Richmond has a long, varied history that spans nearly four centuries, but many of the turning points its past are tied to the city’s prominent roles in the two major domestic conflicts in American history—the Revolutionary War and the Civil War.   

It was from the lectern of Richmond’s St. John’s Church (Virginia’s oldest, still standing and open to tourists in the aptly-named Church Hill district) that Patrick Henry delivered the celebrated charge “Give me liberty or give me death” in 1775. Shortly after in 1780, Richmond replaced Williamsburg as Virginia’s capital, only to be set alight by the British and Benedict Arnold in 1781.

The city recovered, rebuilt and continued to develop into one of the South’s most important commercial and political centers. One of the darker chapters of the city’s history, the period between the wars also saw Richmond become one of major centers of the American slave trade. With the outbreak of the Civil War in 1861, Richmond was designated the capital of the Confederacy, and remained the seat of Jefferson Davis’ government until its capture by Union troops in the spring of 1865.

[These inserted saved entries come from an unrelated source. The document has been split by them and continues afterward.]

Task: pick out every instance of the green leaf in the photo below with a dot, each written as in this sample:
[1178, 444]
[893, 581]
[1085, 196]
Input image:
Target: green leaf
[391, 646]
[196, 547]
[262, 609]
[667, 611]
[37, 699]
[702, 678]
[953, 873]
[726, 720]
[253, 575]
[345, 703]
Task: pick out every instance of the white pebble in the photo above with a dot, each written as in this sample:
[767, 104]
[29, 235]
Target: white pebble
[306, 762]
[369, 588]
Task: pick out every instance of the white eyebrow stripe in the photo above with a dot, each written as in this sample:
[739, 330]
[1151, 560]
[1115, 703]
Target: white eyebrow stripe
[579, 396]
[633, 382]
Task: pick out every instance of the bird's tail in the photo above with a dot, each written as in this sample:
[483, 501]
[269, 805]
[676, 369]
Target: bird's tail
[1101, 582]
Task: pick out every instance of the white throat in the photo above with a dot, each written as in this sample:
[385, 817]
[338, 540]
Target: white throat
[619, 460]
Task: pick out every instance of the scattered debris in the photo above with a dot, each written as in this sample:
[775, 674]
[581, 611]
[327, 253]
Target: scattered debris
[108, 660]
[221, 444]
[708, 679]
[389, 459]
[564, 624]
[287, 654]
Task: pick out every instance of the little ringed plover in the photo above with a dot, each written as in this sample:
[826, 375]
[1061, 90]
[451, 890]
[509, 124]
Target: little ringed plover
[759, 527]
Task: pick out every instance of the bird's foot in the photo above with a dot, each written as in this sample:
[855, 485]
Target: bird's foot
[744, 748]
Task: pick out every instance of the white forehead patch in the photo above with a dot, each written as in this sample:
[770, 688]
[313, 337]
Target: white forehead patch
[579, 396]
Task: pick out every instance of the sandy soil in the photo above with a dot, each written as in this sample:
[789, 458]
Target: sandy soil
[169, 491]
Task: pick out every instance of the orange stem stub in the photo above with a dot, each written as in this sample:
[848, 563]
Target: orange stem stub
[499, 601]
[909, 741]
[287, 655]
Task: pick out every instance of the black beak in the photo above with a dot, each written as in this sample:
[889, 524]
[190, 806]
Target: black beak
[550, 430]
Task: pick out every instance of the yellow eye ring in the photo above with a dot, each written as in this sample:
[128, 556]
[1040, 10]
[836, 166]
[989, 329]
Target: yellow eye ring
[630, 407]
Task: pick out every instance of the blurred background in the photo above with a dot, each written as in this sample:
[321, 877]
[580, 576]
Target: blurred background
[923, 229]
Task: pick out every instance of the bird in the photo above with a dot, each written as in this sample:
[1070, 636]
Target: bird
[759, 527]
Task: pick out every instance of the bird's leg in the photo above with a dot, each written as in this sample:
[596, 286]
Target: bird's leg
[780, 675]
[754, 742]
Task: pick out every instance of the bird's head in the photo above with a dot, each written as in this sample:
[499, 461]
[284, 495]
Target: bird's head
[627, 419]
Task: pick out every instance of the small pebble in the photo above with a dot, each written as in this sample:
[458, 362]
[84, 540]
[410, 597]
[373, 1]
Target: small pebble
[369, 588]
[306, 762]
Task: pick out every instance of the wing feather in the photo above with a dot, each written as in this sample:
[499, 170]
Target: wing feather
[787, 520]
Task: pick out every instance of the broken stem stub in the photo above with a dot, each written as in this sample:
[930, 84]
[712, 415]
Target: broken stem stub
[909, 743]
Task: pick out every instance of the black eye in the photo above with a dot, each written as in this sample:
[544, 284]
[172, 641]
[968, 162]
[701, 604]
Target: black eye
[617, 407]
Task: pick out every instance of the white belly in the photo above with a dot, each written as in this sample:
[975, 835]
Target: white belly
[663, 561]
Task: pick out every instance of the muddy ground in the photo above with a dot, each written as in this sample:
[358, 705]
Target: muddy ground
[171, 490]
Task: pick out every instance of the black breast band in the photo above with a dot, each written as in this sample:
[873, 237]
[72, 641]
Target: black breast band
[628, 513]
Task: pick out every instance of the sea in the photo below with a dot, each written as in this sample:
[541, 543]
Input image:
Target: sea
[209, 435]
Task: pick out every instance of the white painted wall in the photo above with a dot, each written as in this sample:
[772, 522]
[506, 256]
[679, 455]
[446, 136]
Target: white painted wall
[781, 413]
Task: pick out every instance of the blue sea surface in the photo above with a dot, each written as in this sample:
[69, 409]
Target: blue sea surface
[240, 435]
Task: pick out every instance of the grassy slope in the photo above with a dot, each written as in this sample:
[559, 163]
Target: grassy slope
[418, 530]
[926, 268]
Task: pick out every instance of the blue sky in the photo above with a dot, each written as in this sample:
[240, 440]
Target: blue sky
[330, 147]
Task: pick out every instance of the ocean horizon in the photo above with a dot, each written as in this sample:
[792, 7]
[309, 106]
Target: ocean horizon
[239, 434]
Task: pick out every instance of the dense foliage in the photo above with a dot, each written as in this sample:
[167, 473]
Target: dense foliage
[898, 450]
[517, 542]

As with most American cities, the 20th century brought expansion for Richmond. By the dawn of the new millennium, greater Richmond found itself with a population pushing 1.1 million, a modern, bustling downtown and a reinvigorated riverfront—a reworking of the nation’s oldest canal system into a tourist destination with restaurants, hotels and shops. Still, the city has not lost sight of its past, instead seeking to preserve it in institutions the Civil War Visitor Center in the old Tredegar Iron Works, the Black History Museum and Cultural Center, and the famed series of statues on Monument Avenue.